気を許して雑談できるぐらいまでには仲良くなっておきたい。
「なんていうの?名前」
ラダマータに問われ、バルロッサは素直に答える。
本名を答えたって平気だろう。
彼女は悪魔遣いの中では無名だ。
少なくとも目の前の女性よりは、ずっと。
「バルロッサ=ルベロよ」
「ふぅん。聞かない名前だねぇ」と言ったっきり、ラダマータの興味はバルロッサから別のモノへと移った。
「そういやヴァンが捕まえてきた奴は、大人しくしているかい?」
聞かれた男は、どぎまぎと頬を赤く染めながら「は、はい!聖状縄で縛ってあるから大丈夫です」と上擦りがちに答えた。
「聖状縄?悪魔を捕らえてあるの?」とバルロッサは男に尋ねたのだが、答えたのは別の人物で。
ラダマータの隣に腰掛けて本を読んでいた長髪の男が顔をあげ「侵入者の遣い魔だ」とだけ言うと、再び手元の本へ視線を落とす。

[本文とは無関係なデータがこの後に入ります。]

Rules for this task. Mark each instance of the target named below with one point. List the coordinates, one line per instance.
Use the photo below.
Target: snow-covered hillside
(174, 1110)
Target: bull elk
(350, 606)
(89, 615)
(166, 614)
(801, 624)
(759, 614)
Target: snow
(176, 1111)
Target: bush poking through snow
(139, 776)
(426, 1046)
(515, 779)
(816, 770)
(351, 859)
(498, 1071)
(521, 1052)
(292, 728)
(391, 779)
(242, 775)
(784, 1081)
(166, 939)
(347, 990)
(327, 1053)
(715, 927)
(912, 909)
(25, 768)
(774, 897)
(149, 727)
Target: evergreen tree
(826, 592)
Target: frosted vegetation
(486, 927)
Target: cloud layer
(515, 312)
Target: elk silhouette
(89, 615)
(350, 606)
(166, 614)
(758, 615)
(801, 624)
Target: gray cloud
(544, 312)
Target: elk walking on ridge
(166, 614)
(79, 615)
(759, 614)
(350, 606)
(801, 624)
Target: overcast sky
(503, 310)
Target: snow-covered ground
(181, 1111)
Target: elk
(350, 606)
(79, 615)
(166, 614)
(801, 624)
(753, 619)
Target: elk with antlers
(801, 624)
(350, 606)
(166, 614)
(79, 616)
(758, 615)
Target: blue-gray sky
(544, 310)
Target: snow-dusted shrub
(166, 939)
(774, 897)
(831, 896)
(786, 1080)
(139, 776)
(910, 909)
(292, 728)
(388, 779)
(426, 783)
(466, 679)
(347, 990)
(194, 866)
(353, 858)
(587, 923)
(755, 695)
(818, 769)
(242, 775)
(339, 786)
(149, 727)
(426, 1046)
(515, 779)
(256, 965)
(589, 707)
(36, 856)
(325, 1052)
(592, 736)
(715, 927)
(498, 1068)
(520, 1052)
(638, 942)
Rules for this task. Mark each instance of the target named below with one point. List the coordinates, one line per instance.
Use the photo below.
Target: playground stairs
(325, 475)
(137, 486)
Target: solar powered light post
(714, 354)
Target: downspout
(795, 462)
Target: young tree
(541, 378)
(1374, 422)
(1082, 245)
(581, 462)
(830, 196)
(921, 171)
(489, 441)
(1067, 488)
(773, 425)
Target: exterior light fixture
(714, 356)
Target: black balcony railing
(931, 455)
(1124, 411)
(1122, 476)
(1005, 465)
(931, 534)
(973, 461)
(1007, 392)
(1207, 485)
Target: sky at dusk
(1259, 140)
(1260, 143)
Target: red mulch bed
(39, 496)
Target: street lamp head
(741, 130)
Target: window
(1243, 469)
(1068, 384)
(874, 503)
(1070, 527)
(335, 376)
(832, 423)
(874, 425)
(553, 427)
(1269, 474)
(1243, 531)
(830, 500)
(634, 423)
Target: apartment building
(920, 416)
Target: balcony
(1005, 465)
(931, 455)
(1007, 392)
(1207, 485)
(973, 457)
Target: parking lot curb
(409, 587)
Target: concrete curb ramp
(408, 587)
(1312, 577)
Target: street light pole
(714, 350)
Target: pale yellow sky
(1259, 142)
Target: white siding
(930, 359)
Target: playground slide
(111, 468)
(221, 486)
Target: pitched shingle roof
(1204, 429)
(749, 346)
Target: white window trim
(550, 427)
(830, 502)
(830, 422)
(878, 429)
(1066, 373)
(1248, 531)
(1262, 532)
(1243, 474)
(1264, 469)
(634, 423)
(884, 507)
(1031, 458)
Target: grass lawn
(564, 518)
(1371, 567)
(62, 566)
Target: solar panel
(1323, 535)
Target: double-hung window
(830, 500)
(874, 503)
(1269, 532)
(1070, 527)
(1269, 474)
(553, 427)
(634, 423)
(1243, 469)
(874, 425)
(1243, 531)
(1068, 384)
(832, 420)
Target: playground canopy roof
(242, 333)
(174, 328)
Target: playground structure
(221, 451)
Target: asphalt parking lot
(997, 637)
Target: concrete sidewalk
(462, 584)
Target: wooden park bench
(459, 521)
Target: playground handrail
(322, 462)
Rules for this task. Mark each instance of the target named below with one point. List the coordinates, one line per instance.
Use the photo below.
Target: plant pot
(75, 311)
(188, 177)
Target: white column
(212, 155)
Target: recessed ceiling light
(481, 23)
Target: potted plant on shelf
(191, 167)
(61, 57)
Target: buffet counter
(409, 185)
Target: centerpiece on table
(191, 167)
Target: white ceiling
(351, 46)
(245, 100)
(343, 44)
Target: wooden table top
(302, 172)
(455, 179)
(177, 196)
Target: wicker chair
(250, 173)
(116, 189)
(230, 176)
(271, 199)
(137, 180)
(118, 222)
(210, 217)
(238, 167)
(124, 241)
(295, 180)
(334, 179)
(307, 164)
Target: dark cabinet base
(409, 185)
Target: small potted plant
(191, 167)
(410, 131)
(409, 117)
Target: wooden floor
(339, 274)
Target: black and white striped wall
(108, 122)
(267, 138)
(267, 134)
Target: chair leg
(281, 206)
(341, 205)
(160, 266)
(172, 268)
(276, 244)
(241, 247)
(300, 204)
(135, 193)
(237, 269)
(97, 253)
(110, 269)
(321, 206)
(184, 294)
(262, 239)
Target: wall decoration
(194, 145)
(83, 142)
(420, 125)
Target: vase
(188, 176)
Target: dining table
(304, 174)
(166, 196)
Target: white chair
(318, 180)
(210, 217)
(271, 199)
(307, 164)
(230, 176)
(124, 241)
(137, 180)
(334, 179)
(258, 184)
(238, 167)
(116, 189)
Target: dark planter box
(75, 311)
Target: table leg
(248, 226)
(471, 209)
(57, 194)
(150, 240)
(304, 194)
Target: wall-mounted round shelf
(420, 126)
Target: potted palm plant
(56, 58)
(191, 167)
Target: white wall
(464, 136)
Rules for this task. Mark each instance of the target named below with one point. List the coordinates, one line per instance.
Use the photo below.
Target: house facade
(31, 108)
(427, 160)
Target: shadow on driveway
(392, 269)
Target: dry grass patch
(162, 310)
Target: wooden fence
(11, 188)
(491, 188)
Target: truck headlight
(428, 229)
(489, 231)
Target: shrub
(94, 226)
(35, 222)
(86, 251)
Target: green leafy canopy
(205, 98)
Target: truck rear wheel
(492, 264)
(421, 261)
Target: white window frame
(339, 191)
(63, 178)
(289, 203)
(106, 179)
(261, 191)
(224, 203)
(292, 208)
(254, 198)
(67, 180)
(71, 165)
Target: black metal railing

聖状縄は東のエクソシスト御用達の道具で、悪魔を束縛する時に使う縄だ。
悪魔の能力を全て封じ、抗う気力を奪わせる。
と書くと無敵アイテムのようだが、アーシュラやエイペンジェストぐらいの強敵が相手だと容易く縄を切られてしまう。
縛れるのは弱い悪魔に限られた。
そんなもので捕らえられる侵入者の遣い魔って、どんな奴よ?とバルロッサは首をひねったが、まぁ、今は間抜けな悪魔について頭を悩ませている場合ではない。
バルロッサは素早く建物の中を見渡した。
表で見るよりも建物内部は広く、人も沢山いることはいる。
しかし、思っていたよりは少ない。
今ここにいるのは、せいぜい十人から十五人弱といったところか。
いずれは三千人に増やす予定だと聞いていたが、これでは気の遠くなる話だ。
「あなたぐらいね、見覚えのある有名な人って」
バルロッサがごまをすってみると、ラダマータは、まんざらでもない様子で受け応える。
「そう?あと二人いるのよ、有名人。でも今は、あたしとあいつの二人しか詰めていないけどね」
「あいつって?」
バルロッサの顔を見て、ラダマータが微笑む。
「そのうち嫌でも顔をつきあわせることになるわよ」
そう言って、さっさと歩いていってしまった。
何なんだ。
誰なのか教えてくれたっていいだろうに、何を勿体つけているんだか。
バルロッサはむくれたが、むくれたってラダマータが戻ってくるでもなし、仕方なく奥へ行ってみる。
さっき、ちらりと階段が見えたのだ。
二階にも誰かがいるはずだ。
正体がバレる前に、少しでも情報を集めておかねば。